One skilled in the art can understand that all or partial steps in the above-mentioned methods can be completed by a program instructing relevant hardware, and the program can be stored in a computer readable storage medium such as a read only memory, a magnetic disk or a compact disk. Optionally, all or partial steps of the above-mentioned embodiments can also be implemented by using one or more integrated circuits. Correspondingly, each module/unit in the above-mentioned embodiments can be implemented by means of hardware, and can also be implemented by means of a software function module. The present document is not limited to combinations of hardware and software in any specific form.

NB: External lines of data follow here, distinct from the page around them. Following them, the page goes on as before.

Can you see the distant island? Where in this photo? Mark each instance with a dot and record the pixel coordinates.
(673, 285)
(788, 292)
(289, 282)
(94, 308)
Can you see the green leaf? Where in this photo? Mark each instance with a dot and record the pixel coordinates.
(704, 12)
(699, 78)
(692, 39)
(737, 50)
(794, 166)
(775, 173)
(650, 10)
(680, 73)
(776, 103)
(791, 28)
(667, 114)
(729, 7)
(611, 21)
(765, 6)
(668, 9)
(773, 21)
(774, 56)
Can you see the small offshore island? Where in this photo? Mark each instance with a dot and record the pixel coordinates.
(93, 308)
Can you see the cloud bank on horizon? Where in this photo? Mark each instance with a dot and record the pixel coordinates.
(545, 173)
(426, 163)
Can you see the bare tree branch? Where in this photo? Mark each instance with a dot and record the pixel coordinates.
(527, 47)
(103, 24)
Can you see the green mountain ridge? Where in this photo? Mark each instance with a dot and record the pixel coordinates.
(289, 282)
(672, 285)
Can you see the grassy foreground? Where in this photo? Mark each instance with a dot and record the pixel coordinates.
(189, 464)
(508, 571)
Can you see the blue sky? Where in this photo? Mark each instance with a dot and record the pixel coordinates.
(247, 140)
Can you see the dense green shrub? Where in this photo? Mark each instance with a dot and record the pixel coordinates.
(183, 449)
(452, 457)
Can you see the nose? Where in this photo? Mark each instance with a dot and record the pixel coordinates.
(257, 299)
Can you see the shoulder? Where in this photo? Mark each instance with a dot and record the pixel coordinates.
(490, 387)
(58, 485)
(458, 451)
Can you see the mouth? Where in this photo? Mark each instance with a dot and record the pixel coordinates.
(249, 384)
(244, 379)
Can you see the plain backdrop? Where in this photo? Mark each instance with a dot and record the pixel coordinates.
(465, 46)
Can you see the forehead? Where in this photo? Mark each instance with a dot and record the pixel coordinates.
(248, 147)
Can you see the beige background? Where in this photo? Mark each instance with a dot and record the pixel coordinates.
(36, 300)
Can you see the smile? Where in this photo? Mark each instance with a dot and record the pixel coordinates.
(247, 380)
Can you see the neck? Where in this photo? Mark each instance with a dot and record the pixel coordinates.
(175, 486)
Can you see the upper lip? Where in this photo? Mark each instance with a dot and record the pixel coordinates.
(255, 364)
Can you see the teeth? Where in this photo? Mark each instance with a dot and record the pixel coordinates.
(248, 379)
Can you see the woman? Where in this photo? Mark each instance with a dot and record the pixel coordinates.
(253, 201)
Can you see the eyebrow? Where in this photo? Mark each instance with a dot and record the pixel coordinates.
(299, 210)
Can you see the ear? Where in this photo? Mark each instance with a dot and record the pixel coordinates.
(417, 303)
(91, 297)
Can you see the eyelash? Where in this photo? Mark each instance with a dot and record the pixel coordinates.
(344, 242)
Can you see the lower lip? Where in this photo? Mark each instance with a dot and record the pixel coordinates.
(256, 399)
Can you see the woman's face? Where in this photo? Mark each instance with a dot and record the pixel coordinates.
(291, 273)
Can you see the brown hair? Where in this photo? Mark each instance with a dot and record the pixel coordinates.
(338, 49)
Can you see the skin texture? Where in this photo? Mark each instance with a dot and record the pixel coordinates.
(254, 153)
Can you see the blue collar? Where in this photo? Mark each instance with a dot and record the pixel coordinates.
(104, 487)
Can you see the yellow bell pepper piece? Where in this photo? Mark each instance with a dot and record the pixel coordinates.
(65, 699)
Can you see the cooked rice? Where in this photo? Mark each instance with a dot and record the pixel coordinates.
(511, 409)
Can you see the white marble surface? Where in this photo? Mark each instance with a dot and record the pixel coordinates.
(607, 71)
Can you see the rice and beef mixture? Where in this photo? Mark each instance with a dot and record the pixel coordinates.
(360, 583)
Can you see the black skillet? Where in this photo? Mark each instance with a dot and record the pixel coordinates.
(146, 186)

The embodiments are just preferred embodiments of the present document and are not used for limiting the protection range of the present document. Any modification, equivalent replacement, improvement and the like made within the essence and principle of the present document shall also be included in the protection range of the present document

INDUSTRIAL APPLICABILITY

By configuring the proprietary PUCCHs or candidate PUCCH resources for transmitting the HARQ-ACK feedback for the terminal in a coverage-enhanced mode or scenario, the embodiments of the present document avoid the conflict between the HARQ-ACK feedback channels of the coverage-enhanced terminal and the normal LTE terminal.

Claims

1. A transmission method for Hybrid Automatic Repeat Request Acknowledgement (HARQ-ACK) feedback information, comprising: when a base station determines that a terminal is in a coverage-enhanced scenario,

determining, by the base station, a Physical Uplink Control Channel (PUCCH) corresponding to the terminal according to a preset transmission policy, wherein the transmission policy is: transmitting, by the base station, PUCCH indication signaling to the terminal, the indication signaling carrying information of one PUCCH of preset N PUCCHs, the one PUCCH being a PUCCH corresponding to the terminal, wherein N is a positive integer greater than or equal to 2; or determining a PUCCH corresponding to the terminal according to preset resources; or determining a preset terminal-specific PUCCH to be a PUCCH corresponding to the terminal; and

receiving, by the base station, HARQ-ACK feedback information from the terminal through the PUCCH corresponding to the terminal.

2. (canceled)

3. The transmission method according to claim 1, wherein, the transmission policy is: transmitting, by the base station, PUCCH indication signaling to the terminal, when the indication signaling carries information of one PUCCH of preset N PUCCHs, the preset N PUCCHs being continuous or discontinuous,

and,

wherein, when the PUCCHs are discontinuous PUCCH format 1/1a/1b channels, a spacing between two adjacent PUCCHs of the preset N PUCCHs is determined according to at least one of the following parameters:

a number N of the preset PUCCHs, an implicit mapping offset NPUCCH(1) and a number Q(1) of PUCCH format 1/1a/1b channels included in hybrid PUCCH resources indexed as NRB(2),

and,

wherein, when the PUCCHs are discontinuous PUCCH format 2/2a/2b channels, a spacing between two adjacent PUCCHs of the preset N PUCCHs is determined according to at least one of the following parameters:

a number N of the preset PUCCHs, a total number NPUCCH,max(2) of PUCCH format 2/2a/2b channels, and a number Q(2) of PUCCH format 2/2a/2b channels included in hybrid PUCCH resources indexed as NRB(2).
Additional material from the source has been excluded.